Parayı ödeyip poşetleri küçük elleri ile taşıyıp marketten çıktı.

Otobüs durağına yürürken ellerinde hissetiği acı ile durup poşetleri yere bıraktı. Poşetler ağır olduğu için elleri yanıyordu. Geri poşetleri yerden alıp yürümeye devam etti.

Kaldırımda yürürken önündeki turuncu tüylü küçük kediyi görünce duraksadı. Poşetleri bırakıp kediyi sevmeye başladı. Kedileri seven birisi olarak her gördüğü kediyi sevmeye bayılırdı. Tek kedi için değil, her hayvanı -tabii kortkutucu ve zarar veren hayvanlar hariç-  severdi.

Geri poşetleri alıp ayağa kalktıktan sonra kedi ile beraber yürüyordu. Gülümseyerek yerde onu takip eden kediye bakarken birden iri ve sert bir göğüse çarptıktan sonra afallayan çocuk poşetleri yere düşürdü.

Dengesini kaybedip çarptığı kişinin kollarına tutundu. Jungkook'un ince kollarının aksine tutunduğu kollar kaslı ve iriydi. Kendisine gelen genç çocuk hemen yerden poşetleri alıp çarptığı kişiye baktı. Kendisinin boyu, önündeki adamın omuzlarına anca yetişiyordu. İri kalıplı, esmer ve yakışıklı birisiydi.

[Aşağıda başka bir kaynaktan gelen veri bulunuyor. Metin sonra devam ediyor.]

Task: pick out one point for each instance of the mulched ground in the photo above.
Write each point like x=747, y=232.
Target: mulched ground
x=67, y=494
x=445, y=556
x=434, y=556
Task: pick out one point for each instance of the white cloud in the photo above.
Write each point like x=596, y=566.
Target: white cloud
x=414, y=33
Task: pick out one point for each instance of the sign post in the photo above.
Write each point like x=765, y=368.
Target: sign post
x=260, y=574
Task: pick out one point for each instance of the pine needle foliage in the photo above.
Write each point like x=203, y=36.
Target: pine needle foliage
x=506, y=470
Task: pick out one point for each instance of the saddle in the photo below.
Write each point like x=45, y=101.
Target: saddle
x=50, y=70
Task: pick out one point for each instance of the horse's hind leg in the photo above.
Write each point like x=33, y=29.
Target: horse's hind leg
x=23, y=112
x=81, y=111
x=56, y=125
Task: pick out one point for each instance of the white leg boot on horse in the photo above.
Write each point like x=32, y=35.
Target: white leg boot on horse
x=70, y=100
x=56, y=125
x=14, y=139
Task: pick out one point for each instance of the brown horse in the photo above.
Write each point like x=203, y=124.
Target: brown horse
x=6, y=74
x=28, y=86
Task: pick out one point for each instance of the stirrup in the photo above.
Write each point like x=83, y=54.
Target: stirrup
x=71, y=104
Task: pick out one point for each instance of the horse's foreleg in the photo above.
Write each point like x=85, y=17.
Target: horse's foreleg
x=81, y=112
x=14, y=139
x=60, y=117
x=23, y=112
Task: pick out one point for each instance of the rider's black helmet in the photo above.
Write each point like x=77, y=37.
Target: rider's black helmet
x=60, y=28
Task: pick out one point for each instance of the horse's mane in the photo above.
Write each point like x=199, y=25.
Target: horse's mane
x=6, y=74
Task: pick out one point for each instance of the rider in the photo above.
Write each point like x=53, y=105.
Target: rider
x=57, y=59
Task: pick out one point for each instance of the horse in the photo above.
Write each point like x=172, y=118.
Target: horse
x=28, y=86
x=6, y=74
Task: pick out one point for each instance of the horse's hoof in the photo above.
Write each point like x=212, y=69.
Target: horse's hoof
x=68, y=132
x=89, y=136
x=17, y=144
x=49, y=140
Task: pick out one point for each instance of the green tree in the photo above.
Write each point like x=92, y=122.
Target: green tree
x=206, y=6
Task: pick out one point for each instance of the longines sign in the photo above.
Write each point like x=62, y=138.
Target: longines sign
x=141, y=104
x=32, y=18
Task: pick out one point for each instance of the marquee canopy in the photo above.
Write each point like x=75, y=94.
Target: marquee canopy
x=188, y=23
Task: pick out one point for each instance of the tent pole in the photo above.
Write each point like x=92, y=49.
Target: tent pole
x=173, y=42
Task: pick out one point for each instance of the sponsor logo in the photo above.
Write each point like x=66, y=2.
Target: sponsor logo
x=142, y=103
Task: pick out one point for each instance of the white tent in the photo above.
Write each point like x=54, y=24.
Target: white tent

Siyah takım elbisesi ve arkaya doğru şekillendirilmiş siyah saçları ise yakışıklılığına katkıda bulunuyordu. Genç çocuk gözlerini başka bir tarafa kaçırıp kısık sesiyle "Özür dilerim. Kusura bakmayın yanlışıkla çarptım." diyebildi.

Genç çocuğun aksine esmer adam gözlerini genç çocuktan alamamıştı. Kalın ve baskın sesiyle "Önemli değil genç çocuk." dediğinde hâlâ gözleri genç çoçuğun kahverengi saçlarında, yüzündeki o masum ifade ve kızarmış yanaklarındaydı.

Genç çocuk önündeki adama son bir kez daha baktı. Saygı anlamında hafifçe eğilip geri yürümeye devam etti. Arkada ise ona hâlâ bakan bir adam bıraktı.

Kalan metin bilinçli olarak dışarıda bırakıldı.